It’s not often I disagree with my friend, Anthony Iannarino, but he recently wrote a great post, Transactional Selling To Avoid Conflicts Around Price. I don’t really disagree with his point of view, but I think there is a different way of looking at transactional selling, or rather, transactional buying.
We always tend to associate these with “priced based buying.” We tend to think the only value we can create is through pricing actions–discounting.
First, price is always a key consideration whether we are involved in a complex or transactional buying/selling process. As sales professionals, we have to create sufficient value to justify and defend our pricing in every sales/buying situation.
But, I think there is a huge misunderstanding of transactional buying processes. There are a large number of opportunities that are and should be a transactional process. These processes can be characterized along a number of dimensions: A highly knowledgeable customer, a customer who buys these products or services frequently, a situation where few people are needed to make a decision, possibly transactions that represent very low risk on the part of the buyer (though not always.).
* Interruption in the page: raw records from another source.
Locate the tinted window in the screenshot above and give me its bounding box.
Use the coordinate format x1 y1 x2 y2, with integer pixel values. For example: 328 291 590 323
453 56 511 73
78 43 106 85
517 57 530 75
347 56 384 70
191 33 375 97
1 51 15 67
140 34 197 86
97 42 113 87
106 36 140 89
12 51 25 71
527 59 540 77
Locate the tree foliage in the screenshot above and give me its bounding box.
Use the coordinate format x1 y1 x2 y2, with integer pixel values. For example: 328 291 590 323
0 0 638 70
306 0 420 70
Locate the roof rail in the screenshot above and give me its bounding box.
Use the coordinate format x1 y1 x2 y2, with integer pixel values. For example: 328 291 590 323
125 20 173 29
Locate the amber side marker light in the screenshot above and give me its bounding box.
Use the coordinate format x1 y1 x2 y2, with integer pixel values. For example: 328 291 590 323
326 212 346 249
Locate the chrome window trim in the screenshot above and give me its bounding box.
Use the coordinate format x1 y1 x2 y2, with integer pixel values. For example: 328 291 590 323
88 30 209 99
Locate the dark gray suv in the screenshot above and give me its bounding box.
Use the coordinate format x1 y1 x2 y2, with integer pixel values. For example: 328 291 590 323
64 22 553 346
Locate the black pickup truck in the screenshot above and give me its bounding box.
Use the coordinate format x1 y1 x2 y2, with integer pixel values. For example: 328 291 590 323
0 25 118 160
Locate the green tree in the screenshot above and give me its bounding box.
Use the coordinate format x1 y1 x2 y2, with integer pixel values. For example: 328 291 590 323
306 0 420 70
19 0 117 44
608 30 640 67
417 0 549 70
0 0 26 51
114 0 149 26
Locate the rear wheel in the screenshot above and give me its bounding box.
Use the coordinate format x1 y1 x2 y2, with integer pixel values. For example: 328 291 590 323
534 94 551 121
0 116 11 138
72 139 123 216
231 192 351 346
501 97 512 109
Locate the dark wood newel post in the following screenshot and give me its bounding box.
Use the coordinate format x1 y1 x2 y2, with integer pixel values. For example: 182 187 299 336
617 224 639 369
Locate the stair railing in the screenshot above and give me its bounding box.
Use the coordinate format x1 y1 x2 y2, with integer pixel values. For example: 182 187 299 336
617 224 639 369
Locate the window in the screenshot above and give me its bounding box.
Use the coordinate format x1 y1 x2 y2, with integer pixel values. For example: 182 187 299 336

There are lots of situations where this is the right process for the customer. Classically, we think of this for products and services that are highly commoditized (more on this later). So how do we create value in this type of situation? How do we defend our pricing, create meaningful differentiation, and win the business?
Typically the value we create is very different. The customer is well educated, so educating them on products and solutions isn’t necessary–in fact it slows them down and frustrates them (this is less important in today’s complex buying processes as well). The customer knows how to evaluate alternatives and make a decision–they have a very simple decision-making process. So often, in complex sales, the customer doesn’t know how to buy or can’t organize themselves to buy. The value we create is helping facilitate the buying process. This is probably one of the biggest areas of differentiation and value creation in complex buying processes, but it is unnecessary in the transactional buying process. In fact, again it slows the customer down. The “problem” is well defined, characterized and understood by the buyer, so we don’t create a lot of value or insight for the customer. Justifying the purchase is well understood, so our ability to create strong business justification adds no value.
So how do we create value in these types of situations? Basically, we have to make the process of acquiring these types of products very efficient. We have to look at the customer’s “cost of buying and acquiring the product” reducing this as much as possible. Ease of buying, ease of contracting, eliminating supply chain problems/costs/bottlenecks, reducing or eliminating delivery risk, quality risks, and so forth are all critical elements in creating value in transactional selling processes.
Sometimes, simplifying buying, consolidating purchasing, and helping the customer manage that process more effectively, eliminates huge acquisition and procurement costs. We see leading suppliers creating unified contracting, pricing, order consolidation, shipping/logistic management as powerful differentiation in these situations. Some have gone to the point of demonstrating how the customer can outsource the procurement/supply chain management process–creating huge amounts of value.
Sometimes, we see new technologies, e-procurement, and other things as being very important in helping our customers reduce the costs of acquisition. Sometimes, we have to rethink our routes to market, looking at how we reduce our costs of selling–to help the customer reduce their costs of buying.
So we have to understand the customers’ buying processes. Not every buying process is or should be a complex process. Many really are transactional processes and we can still create tremendous value, if we really understand the customer and how they buy.
If we have products and services that have become commoditized, we have a strategic choice. We have to become expert at creating meaningful and differentiated value in transactional selling processes, or we have to “de-commoditize” our offering moving them into a complex buying process and learning how to be experts at creating meaningful and differentiated value in complex selling processes.
Bottom line, we must always create value, and we can always create value for every sales situation. But before we can do this, we have to first understand the customer buying process, what they value, and how we can simplify their buying.
Price becomes an issue in every sales situation if we can’t create value that is meaningful to the customer.
As a sidenote, I wish my thinking on this was original, but Neil Rackham and John DeVincentis cover this and more in their 1999 book, Rethinking The Sales Force . If you haven’t read it, you must! It is one of the seminal works on creating and communicating differentiated value for every type of customer buying process.